We therefore have an establishment functioning way behind the curve where nothing exists until they discover it, and only if it has some kind of official sanction from within the bubble. The only shortcut to the filtering process is if an FT hack plagiarises your blog. Then we have the distorting factors where the debate is clouded and warped by private commercial interests like Legatum Institute - pushing their poison to anyone who will listen.
So what we have is a detached, aloof and warped political debate that is insulated from any authentic voices. Power is centralised, in the hands of a few and we have no checks or balances to keep it on an even keel.
It has been like this for as long as I can remember. I suppose this is how power games work. Human nature even. But now, we can no longer afford it. Brexit tells you that. Shaping the decisions made in our name is impossible. It is beset by corruption, nepotism and cronyism.
Very often people talk about the need for political reform. Lords reform, proportional representation, run-off voting - none of which represent any real deviation from the norm. The problem is not the voting rituals - it is the concentration of power in London - and the fact that the people have no useful exercise of power for themselves beyond appointing a new witless biped every five years.

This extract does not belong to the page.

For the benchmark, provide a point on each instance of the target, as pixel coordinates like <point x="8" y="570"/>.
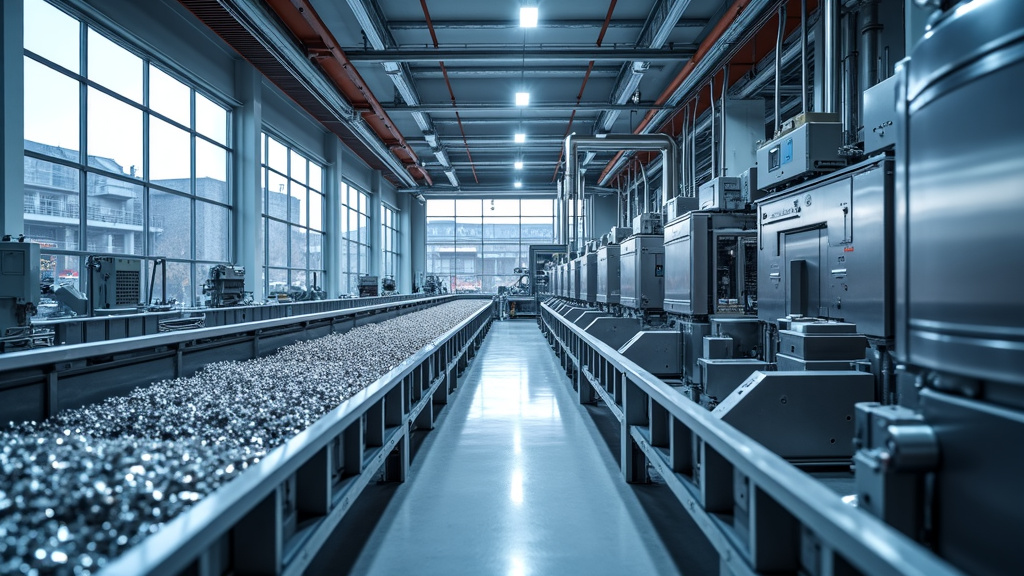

As much as this political decay is what will ultimately bring us crashing on to the rocks of Brexit, it is also responsible for nurturing the conditions that triggered it. For years the political establishment has done as it pleases without consent or consultation both in connection with Europe and in domestic policy. From the smoking ban to the ratification of Lisbon to the Iraq war - and all points between, voters have no real say in what is done to them. The referendum was the first real chance we have had to speak in decades.
I am of the view that if we cannot achieve a negotiated settlement that sees us form a new relationship with the EU then I will settle for the second prize - a collapse of British politics. Should we leave with EU without a deal then very rapidly the supermarket shelves will empty, flight-plans will be diverted, prices will skyrocket and the value of the pound will plummet further. Our exports will be in chaos and Operation Stack goes into effect. No government can survive that.
Should these events transpire then we will see a total collapse in confidence in Westminster. We can already see the signals. Corbyn's Labour is level pegging in the polls, but on the whole, neither party commands the trust of the public. The system is at tipping point already and Brexit will give it that little shove over the edge. After that, all bets are off. Politics as we know it is over. A new era of political turmoil begins.
It is said that if we crash out without a deal then Britain will take a substantial hit to its credibility and lose its standing in the world. Personally I think we are already there and it is only the EU that has sustained our delusions of grandeur. The signs have been there for some time. Britain was sidelined inn Syria and had little of value to contribute during the Ukraine crisis and we made a bloody mess in Libya.
If Brexit achieves anything it will shatter our collective delusions about ourselves, our place in the world and our mythical "Rolls Royce civil service". It will show that Westminster is no longer capable of governing even the basics. Then we will have a reckoning. If we do not rid ourselves of the cancer in Westminster then we will not survive as a nation - and will not deserve to either.